🤖 AI Summary
This work addresses the challenges of deploying current vision-language models (VLMs) in real-time drone navigation, which are hindered by mismatched inference frequencies, insufficient 3D scene understanding, and an imbalance between semantic guidance and motion efficiency. To overcome these limitations, we propose AirHunt, a novel system featuring an asynchronous dual-path architecture that integrates VLM-based semantic reasoning with continuous path planning. AirHunt further introduces active dual-task reasoning and a semantic-geometric consistency planning module to dynamically coordinate semantic objectives with motion efficiency while adapting to environmental changes. Experimental results demonstrate that AirHunt significantly improves success rates, reduces navigation errors, and shortens flight time across diverse outdoor open-set target navigation tasks. Real-world evaluations confirm its practicality and robustness under complex conditions.
📝 Abstract
Recent advances in large Vision-Language Models (VLMs) have provided rich semantic understanding that empowers drones to search for open-set objects via natural language instructions. However, prior systems struggle to integrate VLMs into practical aerial systems due to orders-of-magnitude frequency mismatch between VLM inference and real-time planning, as well as VLMs'limited 3D scene understanding. They also lack a unified mechanism to balance semantic guidance with motion efficiency in large-scale environments. To address these challenges, we present AirHunt, an aerial object navigation system that efficiently locates open-set objects with zero-shot generalization in outdoor environments by seamlessly fusing VLM semantic reasoning with continuous path planning. AirHunt features a dual-pathway asynchronous architecture that establishes a synergistic interface between VLM reasoning and path planning, enabling continuous flight with adaptive semantic guidance that evolves through motion.
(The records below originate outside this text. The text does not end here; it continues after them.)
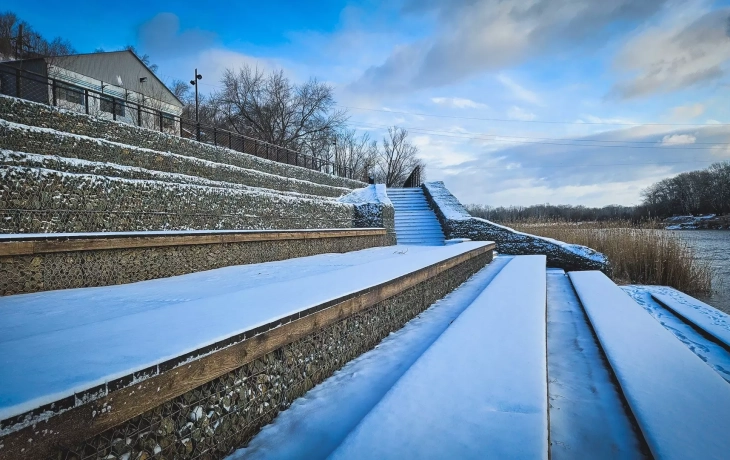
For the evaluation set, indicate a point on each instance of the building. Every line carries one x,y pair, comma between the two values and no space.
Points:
115,85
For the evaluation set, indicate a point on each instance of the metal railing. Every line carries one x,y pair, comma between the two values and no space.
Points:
414,180
59,92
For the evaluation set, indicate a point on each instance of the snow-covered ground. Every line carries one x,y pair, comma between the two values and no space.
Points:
318,422
53,344
479,391
713,354
680,403
703,316
587,416
453,210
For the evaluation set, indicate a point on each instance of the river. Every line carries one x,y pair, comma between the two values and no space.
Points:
714,247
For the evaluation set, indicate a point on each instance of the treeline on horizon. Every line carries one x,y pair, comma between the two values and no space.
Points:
301,116
701,192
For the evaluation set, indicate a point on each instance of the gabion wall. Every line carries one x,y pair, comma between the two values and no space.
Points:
508,240
60,150
35,114
65,270
214,419
42,201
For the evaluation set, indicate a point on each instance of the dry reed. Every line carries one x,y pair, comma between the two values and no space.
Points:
637,255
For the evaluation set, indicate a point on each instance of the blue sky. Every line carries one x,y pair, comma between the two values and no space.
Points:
511,102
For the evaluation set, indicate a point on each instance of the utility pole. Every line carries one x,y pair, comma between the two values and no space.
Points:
194,82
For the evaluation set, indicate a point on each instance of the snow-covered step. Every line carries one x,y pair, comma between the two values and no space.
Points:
710,320
587,416
415,222
59,343
479,391
679,402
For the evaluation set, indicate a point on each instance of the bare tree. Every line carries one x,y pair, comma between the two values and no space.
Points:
397,158
355,156
18,40
272,108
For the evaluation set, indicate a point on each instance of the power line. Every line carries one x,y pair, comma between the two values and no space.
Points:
573,165
494,138
531,121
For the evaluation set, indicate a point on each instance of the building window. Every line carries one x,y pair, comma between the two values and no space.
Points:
168,121
109,104
70,93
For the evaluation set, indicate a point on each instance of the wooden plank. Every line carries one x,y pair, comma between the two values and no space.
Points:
489,375
84,422
96,243
680,403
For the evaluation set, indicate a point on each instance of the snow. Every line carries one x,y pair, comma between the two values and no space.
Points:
34,160
7,174
206,163
453,210
446,202
374,193
415,221
456,241
479,391
270,163
713,354
54,344
163,233
709,319
680,403
687,222
315,424
587,416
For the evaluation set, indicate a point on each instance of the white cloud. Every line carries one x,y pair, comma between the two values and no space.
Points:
687,48
519,91
687,112
473,37
517,113
678,139
458,103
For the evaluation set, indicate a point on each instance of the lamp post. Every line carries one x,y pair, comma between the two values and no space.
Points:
194,82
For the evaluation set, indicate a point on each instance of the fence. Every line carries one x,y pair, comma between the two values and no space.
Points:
60,93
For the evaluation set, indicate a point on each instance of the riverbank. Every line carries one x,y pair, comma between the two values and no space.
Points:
636,255
708,222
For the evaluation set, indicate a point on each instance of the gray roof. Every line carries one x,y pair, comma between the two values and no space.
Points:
114,66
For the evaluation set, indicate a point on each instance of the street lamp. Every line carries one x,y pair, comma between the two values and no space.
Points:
194,82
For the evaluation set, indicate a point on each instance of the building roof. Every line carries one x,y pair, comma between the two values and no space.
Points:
119,66
110,67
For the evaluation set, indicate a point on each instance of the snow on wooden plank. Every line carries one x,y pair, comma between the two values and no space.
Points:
480,390
587,416
680,403
710,352
709,319
60,342
319,421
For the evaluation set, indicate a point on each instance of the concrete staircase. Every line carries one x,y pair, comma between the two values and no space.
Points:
415,222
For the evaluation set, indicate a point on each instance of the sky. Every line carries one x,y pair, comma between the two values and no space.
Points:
510,102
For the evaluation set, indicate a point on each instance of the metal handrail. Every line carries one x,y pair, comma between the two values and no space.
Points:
21,83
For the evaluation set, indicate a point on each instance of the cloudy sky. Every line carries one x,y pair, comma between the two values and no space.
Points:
511,102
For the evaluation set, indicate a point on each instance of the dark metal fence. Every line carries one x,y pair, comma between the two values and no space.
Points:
113,105
414,180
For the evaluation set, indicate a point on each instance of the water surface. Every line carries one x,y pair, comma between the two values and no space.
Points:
712,246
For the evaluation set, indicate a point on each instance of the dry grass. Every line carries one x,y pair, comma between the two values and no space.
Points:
637,255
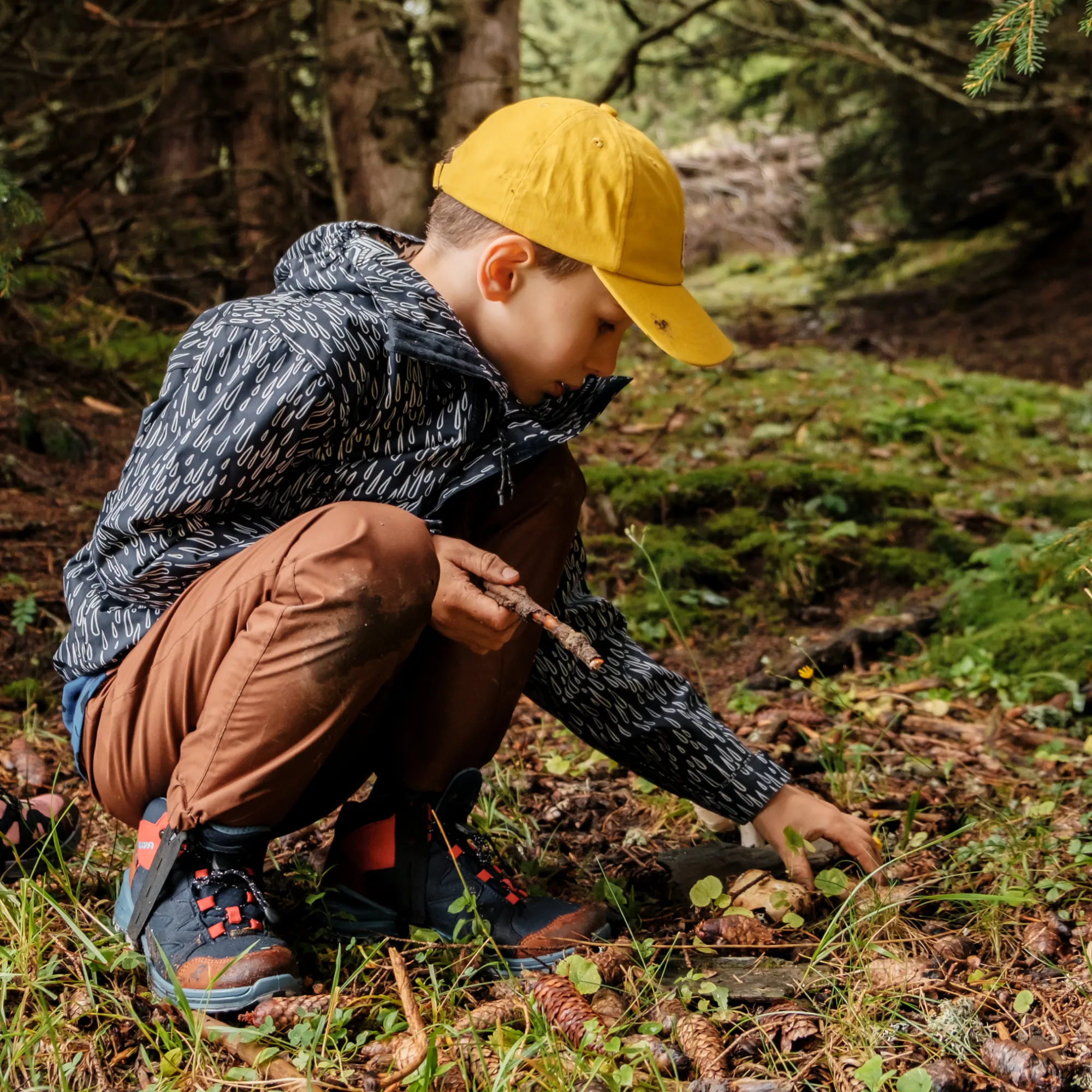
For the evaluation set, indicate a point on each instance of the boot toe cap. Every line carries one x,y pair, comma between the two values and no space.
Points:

Moreover, we propose an active dual-task reasoning module that exploits geometric and semantic redundancy to enable selective VLM querying, and a semantic-geometric coherent planning module that dynamically reconciles semantic priorities and motion efficiency in a unified framework, enabling seamless adaptation to environmental heterogeneity. We evaluate AirHunt across diverse object navigation tasks and environments, demonstrating a higher success rate with lower navigation error and reduced flight time compared to state-of-the-art methods. Real-world experiments further validate AirHunt's practical capability in complex and challenging environments. Code and dataset will be made publicly available before publication.